Changes are amplified by the increased complexity of products themselves. In another report, published in 2015, Aberdeen found a 13.4% increase in the number of mechanical components, a 19.6% climb in the number of electrical components and a 34.4% rise in lines of software code over the previous two years.

“Especially for industrial equipment manufacturers, products are getting more complex and customizable,” says Nick Castellina, vice president and research group director at Aberdeen Group. “Configuration management helps manage the flow of all that data and the lifecycle and needs of the shop floor. It centralizes all the visibility into the needs of each new product being built and how that interacts with any materials you’re trying to get at any stage.”

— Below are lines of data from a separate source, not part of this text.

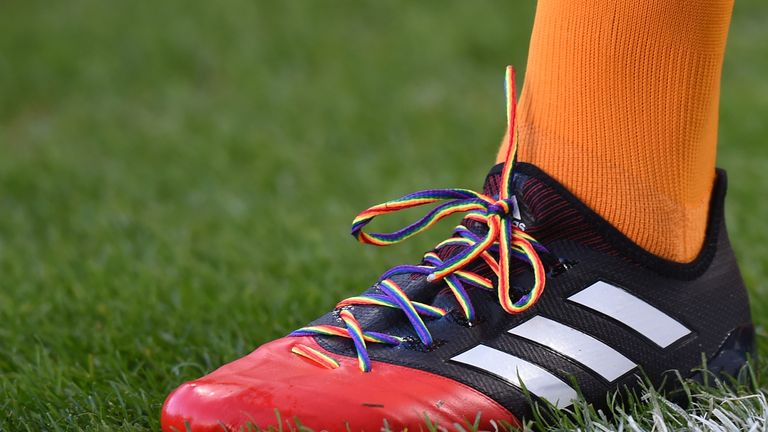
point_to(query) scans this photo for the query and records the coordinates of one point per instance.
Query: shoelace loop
(503, 237)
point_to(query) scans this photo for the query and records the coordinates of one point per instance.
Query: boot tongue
(520, 212)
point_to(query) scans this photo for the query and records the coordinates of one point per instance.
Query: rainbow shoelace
(503, 237)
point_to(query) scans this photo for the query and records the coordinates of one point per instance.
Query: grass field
(177, 179)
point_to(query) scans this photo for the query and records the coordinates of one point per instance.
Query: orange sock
(620, 104)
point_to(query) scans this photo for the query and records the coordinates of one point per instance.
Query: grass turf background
(177, 178)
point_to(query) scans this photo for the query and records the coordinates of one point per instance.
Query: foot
(534, 296)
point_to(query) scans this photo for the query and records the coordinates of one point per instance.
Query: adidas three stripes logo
(601, 297)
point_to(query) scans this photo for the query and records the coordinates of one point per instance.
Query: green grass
(177, 178)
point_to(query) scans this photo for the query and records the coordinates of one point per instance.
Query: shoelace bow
(502, 237)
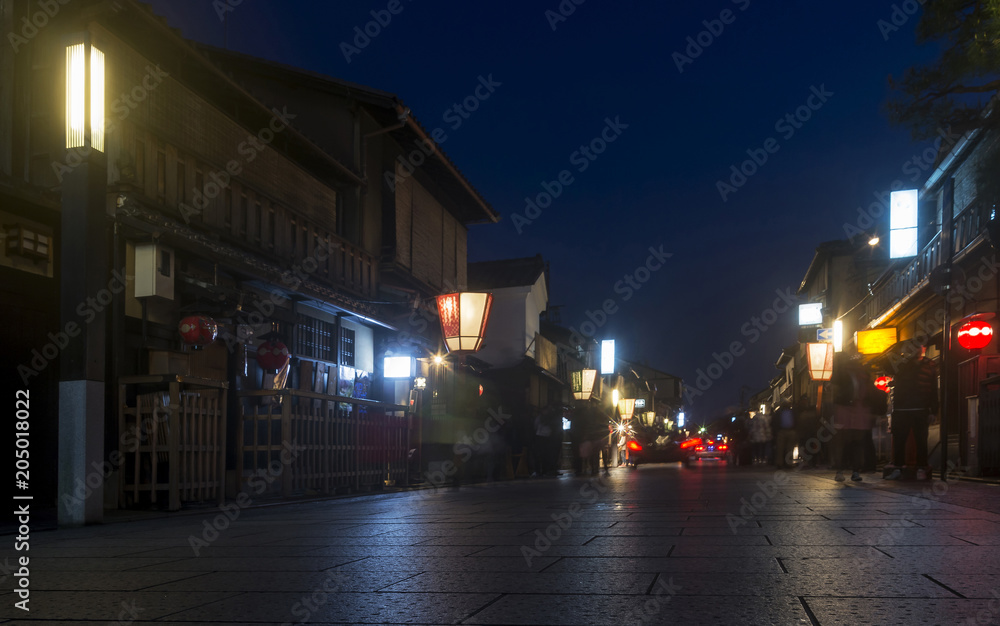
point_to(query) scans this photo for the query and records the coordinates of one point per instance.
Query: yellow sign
(876, 341)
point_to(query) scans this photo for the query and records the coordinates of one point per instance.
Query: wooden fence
(172, 437)
(303, 442)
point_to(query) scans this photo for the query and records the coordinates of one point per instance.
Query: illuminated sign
(876, 341)
(608, 356)
(398, 366)
(810, 313)
(903, 223)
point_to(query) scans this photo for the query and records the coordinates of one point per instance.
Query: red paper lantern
(975, 335)
(882, 382)
(272, 355)
(198, 330)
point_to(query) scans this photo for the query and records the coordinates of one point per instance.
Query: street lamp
(83, 269)
(84, 96)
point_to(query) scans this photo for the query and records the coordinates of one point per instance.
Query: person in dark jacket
(853, 389)
(914, 401)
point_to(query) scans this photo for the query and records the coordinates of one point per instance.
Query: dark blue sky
(656, 183)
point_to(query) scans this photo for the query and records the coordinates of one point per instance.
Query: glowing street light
(84, 96)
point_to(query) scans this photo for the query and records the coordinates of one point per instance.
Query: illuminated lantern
(198, 330)
(583, 384)
(272, 355)
(626, 407)
(463, 319)
(882, 382)
(975, 335)
(820, 356)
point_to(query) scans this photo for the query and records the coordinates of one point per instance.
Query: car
(698, 448)
(642, 447)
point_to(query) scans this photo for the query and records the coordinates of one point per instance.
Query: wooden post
(286, 440)
(173, 446)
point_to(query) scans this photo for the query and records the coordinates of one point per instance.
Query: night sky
(561, 79)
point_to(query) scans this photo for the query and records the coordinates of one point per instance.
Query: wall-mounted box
(154, 271)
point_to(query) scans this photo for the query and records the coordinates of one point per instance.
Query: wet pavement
(661, 545)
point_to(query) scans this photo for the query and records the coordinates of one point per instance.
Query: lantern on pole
(583, 384)
(198, 330)
(820, 358)
(463, 319)
(975, 334)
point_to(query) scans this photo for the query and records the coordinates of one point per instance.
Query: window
(244, 214)
(181, 182)
(161, 174)
(140, 162)
(347, 347)
(314, 339)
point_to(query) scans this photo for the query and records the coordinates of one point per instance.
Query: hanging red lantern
(272, 355)
(975, 335)
(198, 330)
(463, 320)
(882, 382)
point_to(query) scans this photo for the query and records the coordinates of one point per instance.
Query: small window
(347, 347)
(161, 174)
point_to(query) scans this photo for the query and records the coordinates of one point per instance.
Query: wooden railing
(966, 228)
(301, 442)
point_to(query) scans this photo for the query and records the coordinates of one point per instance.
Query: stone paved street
(661, 545)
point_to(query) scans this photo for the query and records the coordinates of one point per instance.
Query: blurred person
(786, 435)
(808, 426)
(760, 437)
(853, 389)
(914, 401)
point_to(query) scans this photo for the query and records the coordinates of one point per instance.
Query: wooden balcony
(967, 227)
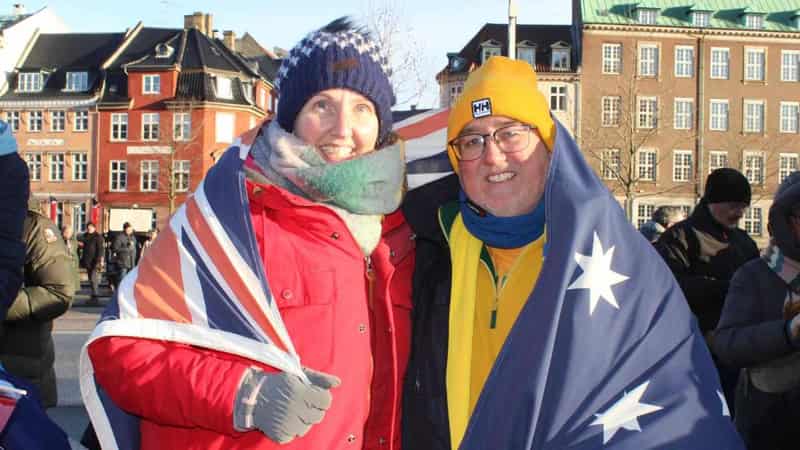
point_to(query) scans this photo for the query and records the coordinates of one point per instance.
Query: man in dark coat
(759, 331)
(27, 348)
(706, 249)
(92, 259)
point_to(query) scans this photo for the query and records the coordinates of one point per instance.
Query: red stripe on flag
(425, 126)
(228, 271)
(159, 289)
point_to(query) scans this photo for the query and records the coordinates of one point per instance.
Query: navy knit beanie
(339, 55)
(727, 185)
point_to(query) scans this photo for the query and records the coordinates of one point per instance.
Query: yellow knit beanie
(501, 87)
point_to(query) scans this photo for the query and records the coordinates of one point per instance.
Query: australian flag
(605, 354)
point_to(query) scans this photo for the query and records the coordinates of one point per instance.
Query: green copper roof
(779, 15)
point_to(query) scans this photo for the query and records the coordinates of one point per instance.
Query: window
(648, 60)
(34, 161)
(717, 160)
(149, 176)
(720, 63)
(610, 164)
(57, 120)
(682, 165)
(180, 175)
(224, 89)
(789, 114)
(182, 124)
(151, 84)
(56, 167)
(558, 98)
(754, 21)
(77, 81)
(79, 217)
(719, 115)
(753, 220)
(611, 111)
(12, 117)
(612, 58)
(648, 107)
(754, 64)
(790, 65)
(753, 116)
(753, 169)
(224, 127)
(29, 82)
(684, 61)
(683, 113)
(81, 121)
(787, 165)
(527, 54)
(647, 164)
(119, 176)
(119, 127)
(647, 16)
(80, 166)
(560, 59)
(701, 18)
(150, 126)
(35, 121)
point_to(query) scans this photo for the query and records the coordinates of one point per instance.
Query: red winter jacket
(343, 317)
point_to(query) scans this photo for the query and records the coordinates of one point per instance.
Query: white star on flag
(725, 411)
(597, 275)
(624, 413)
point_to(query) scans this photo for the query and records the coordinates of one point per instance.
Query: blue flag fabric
(605, 353)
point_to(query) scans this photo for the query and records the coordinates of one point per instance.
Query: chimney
(229, 39)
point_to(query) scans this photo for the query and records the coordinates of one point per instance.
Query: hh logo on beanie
(481, 108)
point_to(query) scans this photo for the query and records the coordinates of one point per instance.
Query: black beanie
(727, 185)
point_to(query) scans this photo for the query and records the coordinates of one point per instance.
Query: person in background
(706, 249)
(662, 218)
(92, 258)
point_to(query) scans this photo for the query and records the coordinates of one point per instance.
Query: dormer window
(701, 18)
(29, 82)
(77, 81)
(647, 16)
(754, 21)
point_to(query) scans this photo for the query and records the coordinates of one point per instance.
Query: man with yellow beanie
(542, 319)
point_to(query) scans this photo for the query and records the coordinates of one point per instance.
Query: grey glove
(281, 405)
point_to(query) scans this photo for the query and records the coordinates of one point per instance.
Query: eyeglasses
(510, 139)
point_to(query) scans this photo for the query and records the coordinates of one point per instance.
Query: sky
(437, 26)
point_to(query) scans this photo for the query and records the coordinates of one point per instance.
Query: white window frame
(753, 167)
(748, 121)
(756, 69)
(683, 120)
(148, 175)
(80, 166)
(647, 164)
(119, 127)
(681, 172)
(151, 126)
(651, 63)
(684, 68)
(151, 84)
(787, 163)
(715, 117)
(612, 58)
(118, 172)
(790, 117)
(610, 117)
(77, 82)
(182, 126)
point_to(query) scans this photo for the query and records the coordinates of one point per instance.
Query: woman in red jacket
(322, 184)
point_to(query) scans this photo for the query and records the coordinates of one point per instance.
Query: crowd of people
(301, 298)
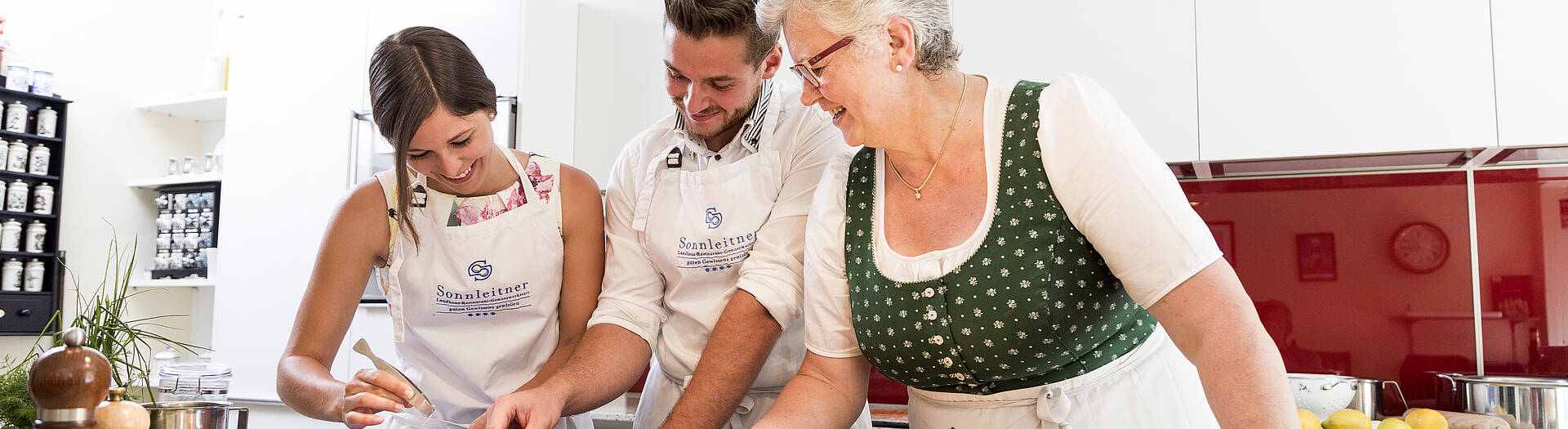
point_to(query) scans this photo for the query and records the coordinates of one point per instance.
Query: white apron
(474, 308)
(698, 228)
(1152, 387)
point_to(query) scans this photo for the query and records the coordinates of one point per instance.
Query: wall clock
(1419, 247)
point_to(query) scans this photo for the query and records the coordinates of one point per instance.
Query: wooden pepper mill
(68, 382)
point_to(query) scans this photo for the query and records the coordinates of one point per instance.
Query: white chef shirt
(1109, 181)
(634, 289)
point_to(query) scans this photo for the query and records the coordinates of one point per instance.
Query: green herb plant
(122, 342)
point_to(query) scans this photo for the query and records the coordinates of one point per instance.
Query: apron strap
(550, 167)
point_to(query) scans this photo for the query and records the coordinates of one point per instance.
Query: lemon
(1308, 420)
(1424, 418)
(1394, 423)
(1348, 418)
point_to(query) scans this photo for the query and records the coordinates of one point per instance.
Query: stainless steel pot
(195, 415)
(1325, 393)
(1526, 403)
(1370, 396)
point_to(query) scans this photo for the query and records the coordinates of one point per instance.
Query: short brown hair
(412, 73)
(722, 18)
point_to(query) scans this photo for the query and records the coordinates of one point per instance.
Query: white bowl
(1321, 393)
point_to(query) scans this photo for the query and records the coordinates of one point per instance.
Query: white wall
(149, 54)
(1142, 52)
(546, 96)
(620, 79)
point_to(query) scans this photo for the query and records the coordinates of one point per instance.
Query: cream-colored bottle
(118, 413)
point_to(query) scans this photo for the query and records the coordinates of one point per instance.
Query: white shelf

Visibility is important, because “sometimes it’s the minutest of things that can cause the biggest failures of all,” Mr. Kidd says. Automated configuration management not only ensures that all changes are recorded, along with the reasoning behind them, but also serves as a record in the future of every decision that was made in respect of a configuration’s life.

Businesspeople working togetherChange boards, which gather the relevant stakeholders, are the primary mechanism for approving change in configuration management. These boards are dealing with greater volume of change and complexity of the impact. That’s why “every piece of information in that room is retained and digitized. Notes that somebody makes but doesn’t communicate may be relevant,” Mr. Kidd says. Even emails are archived.

“We live in a litigious society,” he says. “Configuration management can prove you did the right thing, even if in the future a decision is called into question. You can show you made decisions based on the best possible information, and in the knowledge that you understood the status of the configuration at that point—in short, proving that you took due diligence in the process.”